Marketing personalization—precision-targeted promotions relevant to the individual customer household—has been a cornerstone of The Kroger Co.’s widely admired customer-centric strategy for more than a decade. I can speak to the power of personalization from my own retail experience, where we routinely saw identical customer household increases of 7% or more in year-over-year spending from customers who participated in our personalized marketing program. Well-known regional retailers are seeing similar results from their programs.
And if you need another reason to pursue marketing personalization, consider this: Shoppers today expect promotional relevancy. They are getting it from Amazon, Kroger and other key retailers. Personalized marketing is rapidly becoming a cost of entry as supermarket industry competition focuses on digital customer engagement and shoppers bypass mass promotions in the same way they fast-forward through irrelevant ads on T.V.
While retailers with loyalty programs have a head start, traditional loyalty is no longer a prerequisite for providing marketing personalization. Leading solutions enable any customer to identify favorite products and build a profile to help in providing relevancy. With the use of AI, even a few transactions can begin to provide powerful insights for personalization.
Extending the Benefits, Evaluating Options
As online sales grow, retailers have customer-identified transactions by default. But they should extend marketing personalization to all customers—not just online shoppers.
Sophisticated marketing personalization is no longer the province of only the largest retailers. There are a growing number of solutions available to retailers of all sizes. The most important things to look for when evaluating solution providers include:
True segment-of-one personalization. Customer segment-based targeting is no longer the most effective approach. The best solutions leverage big data to maintain hundreds of attributes for each individual shopper and apply AI to drive personalization.
Strategic personalization. While giving customers offers on items they frequently purchase does provide some value, leading retailers strategically grow customer share of wallet by communicating a mix of relevant promotions to each shopper: some offers on frequently purchased products to win the shopping trip, and then savings on other relevant products to grow basket size.
Omnichannel integration. Many solution providers will state that they are omnichannel, but most solutions provide only an API requiring the retailer to integrate the targeted content into their website, mobile app and email. The best solutions are tightly integrated with web and mobile apps, providing a real-time view to intent: what’s on the shopping list, the digital coupons the customer just clipped, products searched for and so on. This kind of integration requires sophisticated IT resources, and even large regional retailers should look to solution platforms that include this capability.

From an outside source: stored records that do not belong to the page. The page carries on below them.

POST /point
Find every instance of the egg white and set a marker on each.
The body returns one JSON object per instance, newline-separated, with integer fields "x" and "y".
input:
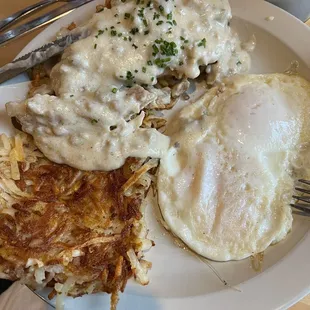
{"x": 225, "y": 185}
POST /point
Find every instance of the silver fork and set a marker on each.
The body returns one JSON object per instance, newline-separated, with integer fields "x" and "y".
{"x": 4, "y": 23}
{"x": 303, "y": 208}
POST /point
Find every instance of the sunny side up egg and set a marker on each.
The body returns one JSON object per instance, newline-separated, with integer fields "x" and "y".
{"x": 226, "y": 183}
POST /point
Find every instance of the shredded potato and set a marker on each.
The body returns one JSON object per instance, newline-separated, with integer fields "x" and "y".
{"x": 75, "y": 231}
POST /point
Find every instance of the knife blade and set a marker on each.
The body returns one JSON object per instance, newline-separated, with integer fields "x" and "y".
{"x": 40, "y": 55}
{"x": 41, "y": 21}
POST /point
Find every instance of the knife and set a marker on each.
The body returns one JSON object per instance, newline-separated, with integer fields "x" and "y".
{"x": 40, "y": 21}
{"x": 40, "y": 55}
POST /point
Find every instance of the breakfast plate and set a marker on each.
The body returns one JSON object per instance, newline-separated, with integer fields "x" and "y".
{"x": 180, "y": 279}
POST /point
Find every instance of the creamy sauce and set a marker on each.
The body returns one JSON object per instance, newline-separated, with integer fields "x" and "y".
{"x": 137, "y": 43}
{"x": 87, "y": 134}
{"x": 94, "y": 121}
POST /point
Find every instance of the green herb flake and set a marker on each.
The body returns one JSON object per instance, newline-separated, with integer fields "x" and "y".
{"x": 155, "y": 49}
{"x": 135, "y": 30}
{"x": 129, "y": 76}
{"x": 202, "y": 43}
{"x": 156, "y": 16}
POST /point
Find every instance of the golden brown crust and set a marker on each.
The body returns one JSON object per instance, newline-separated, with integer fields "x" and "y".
{"x": 76, "y": 224}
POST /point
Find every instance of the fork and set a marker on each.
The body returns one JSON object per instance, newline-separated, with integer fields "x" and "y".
{"x": 304, "y": 208}
{"x": 4, "y": 23}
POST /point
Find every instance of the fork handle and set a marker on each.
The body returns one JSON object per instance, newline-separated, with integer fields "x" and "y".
{"x": 14, "y": 17}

Vehicles. Create regular communication vehicles that customers look for, such as a weekly personalized ad, a weekly digital coupon email that communicates the most relevant coupons for each customer, etc.
Looking across retailers with effective personalized marketing initiatives, we see these best practices:
Good-quality data. Good product descriptions, accurate pricing and product categorization are key to good personalization.

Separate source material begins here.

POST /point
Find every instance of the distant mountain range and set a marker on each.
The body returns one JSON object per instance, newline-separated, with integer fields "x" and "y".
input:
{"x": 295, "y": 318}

Large offer pool. Effective personalization is dependent upon having a sizable offer pool to draw from; a minimum of about 500 offers is necessary for effective personalization, and more is better. Many retailers grow frustrated seeking to obtain incremental offers from their brand partners. Instead, they should look to content they already have:
Personalize existing weekly ad specials by presenting only the most relevant sale products to each customer.Leading digital marketing platforms can be opened up to your local and regional vendors to create digital offers, helping expand your offer pool.Better utilize temporary price reductions by creating “hybrid” offers—one value to all shoppers that is signed at the shelf, and a controlled number of richer offers to drive strategic share-of-wallet growth.
Measure. Measuring the percentage of total weekly sales generated by digitally engaged customers helps retailers close the loop and provides a powerful feedback mechanism.
Drive participation. If participating customers increase spending, doesn’t it follow that retailers should want to grow the number of customers in a personalized marketing program? Promote the program everywhere: in-store signage, the weekly ad, email, website, social media, etc.
Consider this: If customers participating in a personalized marketing program generate a 5% increase in sales, and if those customers account for 10% of total weekly sales, that represents an increase in overall top-line sales of 0.5%. If retailers can drive participation to affect 50% of sales, they can increase overall top-line sales by 2.5%. The best I’ve seen: a retailer impacting over 60% of weekly sales by customers participating in personalized marketing.
The benefit does not stop there. As retailers drive customer digital engagement through personalized marketing, they can intelligently reduce traditional ad flyer print and distribution spending, and even grow gross margin by eliminating wasted mass promotion.
Marketing personalization is transformative for retailers who really understand it. From sales gains to margin increases, in my experience, marketing personalization is the most powerful way to grow your business.